‘Ong Bak 2’: Tony Jaa amazing

  • By Robert Horton Herald MovieCritic
  • Thursday, October 22, 2009 10:05pm
  • Life

The 2003 film “Ong Bak” and its exhilarating 2005 successor “The Protector” left no doubt there was a new force in the martial-arts arena: Tony Jaa, a Thai star whose stunts were truly mind-blowing.

The road to Jaa’s “Ong Bak 2: The Beginning” was a rough one: He split with his original director, took over co-directing duties himself and, at one point, walked off the set of the picture for an extended time out.

You might expect the resulting movie to be a mess and you’d be right. But you don’t go to a film like this for its storytelling nuance or thoughtful characters.

You go to a movie like this to learn whether a man can out-wrestle a crocodile, do a somersault over an elephant and drop three stories onto a bamboo platform. And much, much more.

In that spirit, we won’t bother with the flashback-y plot, except to note that the film is set in the 15th century and doesn’t seem to have much to do with the first “Ong Bak.”

Oh, and revenge is involved.

Tony Jaa co-directed with his longtime fight choreographer Panna Rittikrai and they’ve come up with some doozies.
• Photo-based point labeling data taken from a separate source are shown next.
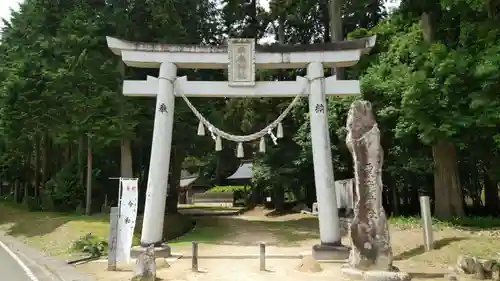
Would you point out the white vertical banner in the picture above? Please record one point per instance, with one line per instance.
(126, 220)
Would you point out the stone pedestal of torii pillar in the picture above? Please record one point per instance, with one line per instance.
(157, 187)
(330, 247)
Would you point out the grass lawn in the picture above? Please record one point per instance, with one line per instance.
(54, 233)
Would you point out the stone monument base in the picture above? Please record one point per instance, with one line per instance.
(162, 251)
(373, 275)
(329, 252)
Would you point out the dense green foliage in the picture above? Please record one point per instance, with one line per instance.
(433, 79)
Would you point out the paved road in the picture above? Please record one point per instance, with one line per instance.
(10, 269)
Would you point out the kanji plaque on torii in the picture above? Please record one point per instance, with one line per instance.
(241, 67)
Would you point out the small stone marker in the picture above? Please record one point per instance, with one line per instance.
(262, 256)
(194, 261)
(478, 268)
(425, 212)
(371, 253)
(145, 269)
(309, 264)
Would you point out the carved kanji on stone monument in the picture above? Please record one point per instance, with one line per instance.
(369, 229)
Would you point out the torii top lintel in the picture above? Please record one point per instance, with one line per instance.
(151, 55)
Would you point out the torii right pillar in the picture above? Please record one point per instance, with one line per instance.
(330, 247)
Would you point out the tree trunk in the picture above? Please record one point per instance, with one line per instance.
(16, 191)
(447, 189)
(279, 197)
(395, 201)
(81, 160)
(88, 201)
(491, 199)
(126, 159)
(45, 162)
(36, 184)
(174, 180)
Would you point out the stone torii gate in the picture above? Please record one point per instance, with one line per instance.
(242, 57)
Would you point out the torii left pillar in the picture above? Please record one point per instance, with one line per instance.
(157, 188)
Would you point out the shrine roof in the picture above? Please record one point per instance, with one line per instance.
(119, 45)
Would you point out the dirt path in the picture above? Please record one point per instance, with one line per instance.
(234, 255)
The amazing thing about their martial-arts scenes is how inventive they can be about using the human body: Everything exists in a madcap flow, rather than isolated moves.

Jaa’s previous director, Prachya Pinkaew, used long, unbroken takes to depict his star’s agility and that style is missed here. But you can still verify Jaa’s talents — there’s little fakery involved.

Jaa has one scene in which he dispatches a series of baddies while lying on his back, others in which he fights a morphing female ninja who becomes part panther and part crow and another in which he performs a masked Thai ballet before exploding in violence.

Through it all, he displays the fiendish focus of his idol, Bruce Lee. Jaa is so intense he looks like a guy who’ll burn himself out before long — he doesn’t have the comedy safety valve that keeps Jackie Chan going.

The stunts involving elephants are impressive, for sure, although I suspect American audiences might be more concerned with the animals than with the admittedly astonishing sight of Jaa jumping from one stampeding elephant’s back to another, like a cowboy leaping the stagecoach horses in a western.

The filler between the action is fairly tedious, although the production values are improved over Jaa’s previous movies. The ending might take people by surprise, but don’t worry. “Ong Bak 3” is already in production.